I held an internal Zapier workshop — and we learned much more than just how to create automations.
At PIRATEx, we regularly hold internal team workshops called PIRATE Universities, to spread the knowledge from one team member to the whole crew. Last week, it was my turn — and I wanted to empower the team to implement tech, automations and NoCode as part of their everyday work: as something fun rather than something scary.
In our case, when it came to tech, it usually looked like this: someone in the team would ask me if I could automate something — without having a clue about how it would work. There was always some kind of magic behind tech and automations, something they would not touch because they were afraid of breaking something. It was always a struggle when I or our developer had a day off or were sick — since nobody dared or was even able to touch the automations.
So, I set up a workshop on Zapier, the tool we use in almost all our tech processes that require or have the potential for some sort of automation. My goal was to encourage the whole team to think about their next task and whether they could automate it or not.
In the end, this goal seemed more like a secondary matter — and the key learnings we got out of the workshop were quite surprising.
If you think you don’t have anything to automize, think again.
This seemed rather obvious to me, but in the workshop, I caught myself thinking that the automation topic would not be important for the accounting team, since I had no idea which automations could be useful to them. I planned to walk the accounting colleagues through a few very simple zaps — like creating an asana task from an email in one click.
But, they came up with some ideas themselves: simple zaps like the reminder for people to upload their expenses in the accounting tool or the reminder to write down their project times. So they built a few automations for stuff like that and customized the bot messages with icons and funny texts. So simple, yet it solved quite an annoying problem for them. When they tested their zaps and the slack messages popped up in the channels the whole team cheered for the accounting team.
The more you build, the more ideas you have.
I split the team into three groups in the beginning: the ones who had never seen Zapier before, the ones who knew about some simple automations but did not build a zap themselves before and the ones who were already familiar with Zapier and could build some zaps on their own already.

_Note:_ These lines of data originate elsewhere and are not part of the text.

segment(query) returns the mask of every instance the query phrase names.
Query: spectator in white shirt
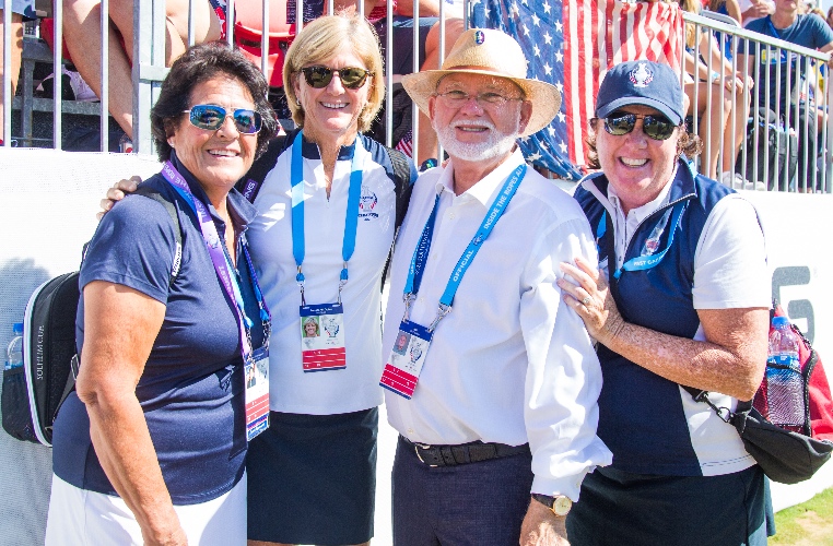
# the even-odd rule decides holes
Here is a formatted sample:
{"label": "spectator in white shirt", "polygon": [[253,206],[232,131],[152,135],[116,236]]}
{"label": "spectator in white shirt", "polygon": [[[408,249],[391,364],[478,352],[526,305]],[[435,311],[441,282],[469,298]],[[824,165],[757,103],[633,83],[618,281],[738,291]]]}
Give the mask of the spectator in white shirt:
{"label": "spectator in white shirt", "polygon": [[526,66],[508,35],[470,29],[442,70],[402,81],[450,161],[416,181],[391,265],[382,382],[400,432],[398,545],[566,544],[582,480],[611,462],[599,363],[556,285],[561,261],[596,262],[595,242],[515,144],[561,104]]}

I thought that the pro group would require the most help from me, since their zaps were the most complex. But the nice thing about NoCode is that once you have a basic understanding of how you can connect different applications, you are able to explore much more on your own. And most importantly, you’re not afraid to try things out.
The three marketing colleagues had a great experimental session and came up with some really cool zaps connecting different apps we never used before, or never used before in the combination with Zapier and other zaps. It felt more like playing around together, building together — with the question “How can we achieve something?” in mind, rather than “what can I break?”. It was a really productive round, even if they did not finish their zaps completely, they went out with many new ideas for new marketing automations.
Building together strengthens the team
NoCode is about empowering people to automate tasks and have more time to spend on the important things. Building together as a team can be encouraging, create an atmosphere of fun and collaboration and enable everyone in the team to play around with software, trying out new things and feeling about tech as something fun rather than something scary or some kind of magic. Just like a hackathon, but for the whole team not only for engineers.
Even if that sounds rather obvious, the example with the accounting team from above showed me how important it is to build together from time to time. The Zapier expert in your team can’t possibly know which struggles every single team member has, especially if your company is bigger than 10 people. Building together gives you also a sense for what the other people in your company do. The understanding for each other that you get by building together can be, in my opinion, a great basis for a good team culture in any company.
Also, building together once again shows that it makes a huge difference, when more people in the team have the ability to build. If your team thinks about tech and automation as something fun, it will help them to focus on the tasks that really matter, find better solutions for not only tech problems, but also boost their creativity.
Long story short — if you haven’t tried out automations internally, do it now. If you haven’t built together with your team yet — what are you waiting for?